IMO, the network that is important to secure is the trusted LAN (where your computers and valuable data live). The IoT network should still be secured, but putting a "VERY STRONG" password on the IoT network doesn't really help protect your main network.

I'd have to see your firewall file (/etc/config/firewall) to know what your current settings look like, and I'd also need to know your objectives if you want advice about how to set your firewall.
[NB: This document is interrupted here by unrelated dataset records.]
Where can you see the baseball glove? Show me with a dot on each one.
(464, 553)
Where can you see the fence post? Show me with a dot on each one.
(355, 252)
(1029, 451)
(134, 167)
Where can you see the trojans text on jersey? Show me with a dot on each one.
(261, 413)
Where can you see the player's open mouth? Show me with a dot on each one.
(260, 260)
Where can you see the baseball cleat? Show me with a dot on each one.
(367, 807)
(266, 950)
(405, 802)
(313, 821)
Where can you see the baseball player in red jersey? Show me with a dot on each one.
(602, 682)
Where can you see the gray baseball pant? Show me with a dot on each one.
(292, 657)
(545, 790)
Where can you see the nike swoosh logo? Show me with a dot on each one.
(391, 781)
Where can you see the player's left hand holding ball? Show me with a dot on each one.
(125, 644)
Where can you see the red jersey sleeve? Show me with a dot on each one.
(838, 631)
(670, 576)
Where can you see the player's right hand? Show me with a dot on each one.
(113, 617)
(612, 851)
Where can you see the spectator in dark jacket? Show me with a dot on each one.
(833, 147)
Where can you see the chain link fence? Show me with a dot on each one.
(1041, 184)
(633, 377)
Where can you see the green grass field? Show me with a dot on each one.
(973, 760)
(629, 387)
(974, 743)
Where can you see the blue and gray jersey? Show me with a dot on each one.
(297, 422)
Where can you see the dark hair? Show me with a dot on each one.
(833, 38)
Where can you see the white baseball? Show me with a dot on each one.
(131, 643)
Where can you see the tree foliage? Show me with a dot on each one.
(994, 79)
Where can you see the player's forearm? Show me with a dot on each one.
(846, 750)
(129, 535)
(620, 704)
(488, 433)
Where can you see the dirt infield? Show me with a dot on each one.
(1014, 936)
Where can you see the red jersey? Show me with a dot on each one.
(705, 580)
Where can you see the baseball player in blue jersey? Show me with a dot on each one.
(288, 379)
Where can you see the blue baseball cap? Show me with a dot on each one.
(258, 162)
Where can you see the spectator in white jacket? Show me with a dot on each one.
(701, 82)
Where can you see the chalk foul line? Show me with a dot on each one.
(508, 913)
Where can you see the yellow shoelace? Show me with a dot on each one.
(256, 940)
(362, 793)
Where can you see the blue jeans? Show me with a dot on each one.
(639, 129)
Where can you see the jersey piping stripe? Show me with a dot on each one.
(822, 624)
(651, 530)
My angle on the security model is as follows:

IoT devices are generally not considered trusted devices. They may have vulnerabilities that could be actively exploited (either within the firmware residing within the product, or with cloud infrastructures that some of the IoT devices require).
IoT devices will probably not get frequent updates to patch those vulnerabilities, and more could be found at any time.
At some point, IoT devices won't be actively supported by the vendors, but may continue to function, albeit in an even less trustworthy mode of operation since updates will cease and cloud services may not be properly maintained.
So, these IoT devices should always be treated with a level of distrust.
You may or may not wish to allow the IoT devices access to the internet (sometimes it is required, other times it is optional) due to potential security issues or just simple privacy considerations (i.e. does your smart light bulb manufacturer build a profile of your usage with their cloud services and do you want to prevent the devices from calling home?)
The IoT network, as a potential security threat, should not have free access to the main trusted network.
The main trusted network, on the other hand, should be secured against access from any untrusted devices/users.
The trusted network may or may not need access to the IoT network.
The firewall can be used to craft the allowances and restrictions as large blanket rules or targeted/granular ones.
As an example, you can setup firewall rules that allow the trusted LAN to initiate connections and the IoT network to respond, while blocking the reverse situation. (basically this equates to telling the IoT network "you will not speak unless you are spoken to").

If the above is your desired result, you need to set the firewall to drop or reject all traffic from source 10.77.77.0/24 to destination 192.168.1.0/24. Then, based specifically on how your OpenWrt setup is being configured and used, allow forwarding from WAN > LAN (normally this would not be recommended if the OpenWrt device was directly connected to the internet).